For many years, folks have been searching high and low for an EQ that processes the audio output of your entire operating system, and they searched in vain. It is a sought after thing because without it, any kind of processing you do (such as EQ) can only be used in the app that has an EQ section, such as media players, and if you are listening/watching something on the web, or in a media player that doesn't have an adequate EQ section, or playing a game, then you can't do anything.
Every time people asked for recommendations, they get irrelevant ones like "Windows Media Player has an EQ," or "If you use Realtek audio drivers you can download an EQ for it from Realtek," and then the trail goes cold. There are even recommendations for buying hardware EQ units and call it the day.
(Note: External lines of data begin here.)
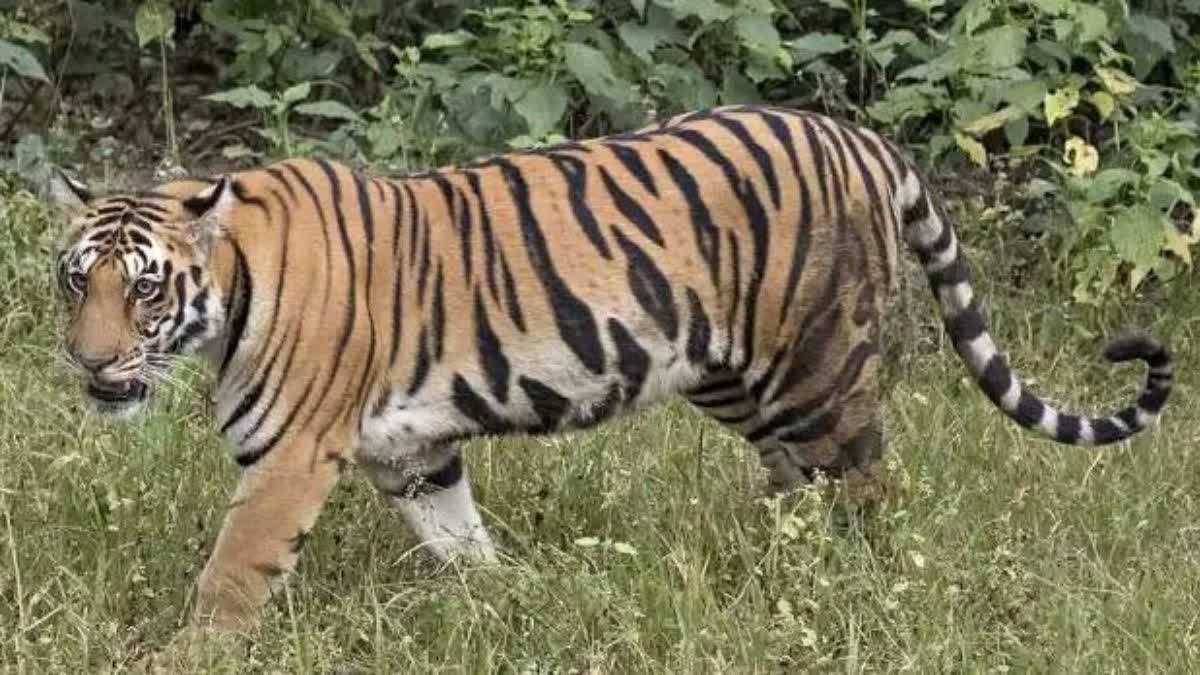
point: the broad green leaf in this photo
(384, 138)
(736, 88)
(1026, 95)
(972, 15)
(21, 60)
(444, 40)
(1091, 23)
(1181, 243)
(1003, 47)
(817, 45)
(707, 11)
(1104, 103)
(22, 31)
(543, 107)
(972, 148)
(591, 66)
(1153, 29)
(297, 93)
(1060, 103)
(1108, 184)
(154, 21)
(1138, 234)
(328, 108)
(1080, 156)
(243, 97)
(1167, 192)
(1053, 7)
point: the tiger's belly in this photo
(538, 398)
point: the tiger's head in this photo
(136, 275)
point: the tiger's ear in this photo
(210, 210)
(67, 193)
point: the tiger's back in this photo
(741, 257)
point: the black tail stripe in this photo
(633, 162)
(629, 208)
(576, 324)
(491, 353)
(708, 237)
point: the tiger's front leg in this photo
(432, 493)
(273, 511)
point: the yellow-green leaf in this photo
(972, 148)
(1180, 243)
(1117, 82)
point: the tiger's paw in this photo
(196, 649)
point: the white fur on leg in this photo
(448, 523)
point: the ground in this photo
(643, 545)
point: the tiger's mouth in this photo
(118, 399)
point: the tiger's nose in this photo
(94, 363)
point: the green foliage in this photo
(1096, 103)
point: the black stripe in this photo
(397, 272)
(708, 237)
(491, 353)
(466, 232)
(438, 317)
(700, 333)
(633, 362)
(816, 148)
(633, 162)
(547, 404)
(574, 318)
(649, 286)
(873, 191)
(760, 155)
(816, 429)
(352, 288)
(1105, 431)
(475, 408)
(965, 326)
(629, 208)
(575, 174)
(421, 364)
(1068, 429)
(366, 214)
(995, 380)
(486, 234)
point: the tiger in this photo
(737, 257)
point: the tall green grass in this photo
(645, 545)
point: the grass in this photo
(643, 545)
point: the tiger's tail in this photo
(936, 245)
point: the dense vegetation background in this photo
(1065, 133)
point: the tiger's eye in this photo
(144, 288)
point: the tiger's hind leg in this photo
(433, 495)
It boggled my mind that there was nothing out there that can hijack the audio from your OS and process it.
Some people had tried to develop apps that hijack the audio from your operating system and then allow you to process it, but they were clunky and sounded terrible. I searched for years and years, and now, finally, I have found something that actually works, and works very well.
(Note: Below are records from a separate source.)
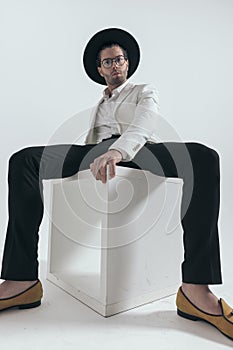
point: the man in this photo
(123, 131)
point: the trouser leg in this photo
(198, 166)
(27, 169)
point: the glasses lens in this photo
(120, 60)
(107, 63)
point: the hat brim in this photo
(110, 35)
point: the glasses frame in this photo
(114, 60)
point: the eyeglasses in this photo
(108, 62)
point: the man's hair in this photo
(107, 45)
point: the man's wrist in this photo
(116, 150)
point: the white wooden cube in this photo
(118, 245)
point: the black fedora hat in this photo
(106, 36)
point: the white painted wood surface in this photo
(118, 245)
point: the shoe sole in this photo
(195, 318)
(24, 306)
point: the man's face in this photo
(116, 74)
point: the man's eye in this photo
(108, 62)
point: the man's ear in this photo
(100, 71)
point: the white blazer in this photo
(136, 112)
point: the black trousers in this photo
(196, 164)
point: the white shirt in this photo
(132, 112)
(106, 124)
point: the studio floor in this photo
(64, 323)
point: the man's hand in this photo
(99, 166)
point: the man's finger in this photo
(112, 168)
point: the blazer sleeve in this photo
(143, 125)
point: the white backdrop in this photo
(186, 52)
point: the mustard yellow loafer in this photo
(30, 298)
(223, 322)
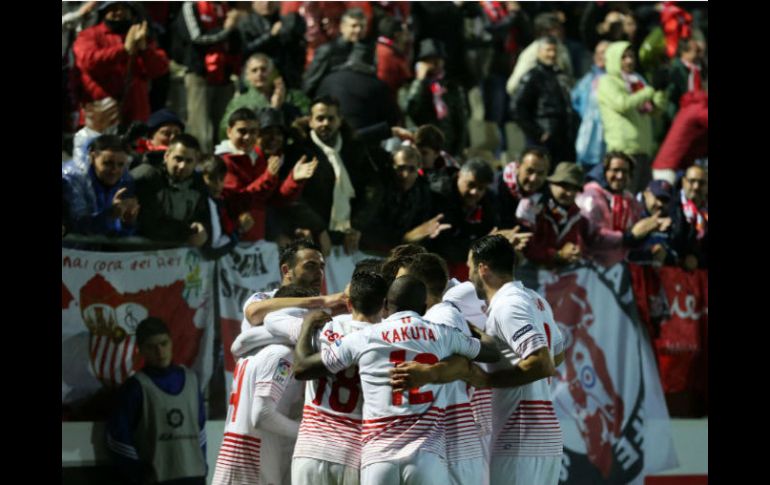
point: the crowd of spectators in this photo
(348, 122)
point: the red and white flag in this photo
(106, 295)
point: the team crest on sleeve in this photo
(522, 331)
(282, 371)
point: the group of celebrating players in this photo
(409, 377)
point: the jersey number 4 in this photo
(415, 396)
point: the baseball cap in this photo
(567, 173)
(162, 117)
(660, 189)
(270, 117)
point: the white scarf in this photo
(343, 188)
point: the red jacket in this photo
(595, 205)
(687, 139)
(104, 66)
(250, 187)
(548, 238)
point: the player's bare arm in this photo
(307, 361)
(409, 375)
(558, 359)
(538, 365)
(255, 313)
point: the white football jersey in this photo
(396, 425)
(524, 422)
(266, 374)
(462, 433)
(463, 296)
(258, 296)
(331, 418)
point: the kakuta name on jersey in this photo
(408, 333)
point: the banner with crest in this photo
(106, 295)
(608, 395)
It is called "Hear," by Prosoft.
While it's got a lot of useless bells and whistles that no serious audiophile would ever use (because they only make your audio sound fake), it does have a very capable EQ section that allows you to arbitrarily set the number of bands you need--up to, get this, 256 bands.
That is INSANE.
It also has a limiter/compressor section too, so you never have to worry about distortion. You probably don't need to use it unless you run into situations where you need to use it. I would recommend you do not use it by default, and only activate it when you must.
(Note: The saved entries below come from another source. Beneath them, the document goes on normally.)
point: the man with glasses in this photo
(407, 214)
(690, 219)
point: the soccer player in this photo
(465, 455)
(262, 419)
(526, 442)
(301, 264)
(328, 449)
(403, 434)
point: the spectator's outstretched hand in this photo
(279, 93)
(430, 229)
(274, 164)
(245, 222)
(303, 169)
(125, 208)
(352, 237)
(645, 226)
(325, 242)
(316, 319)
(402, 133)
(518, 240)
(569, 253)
You can save your own settings, and recall them easily, and I have created presets for my speakers and headphones when I'm listening/watching anything that doesn't have an EQ section such as on the web or in video games.
I can't believe it's taken this long to finally find something like this, and I can't believe how obscure it is--I've never heard of it before seeing it recommended in some obscure forum. Now I'm going to try to spread the word (like I did with the amazing ISONE) and hopefully all the people who's been looking for something like this can finally enjoy having a proper audio processing unit that sits on the OS's audio output.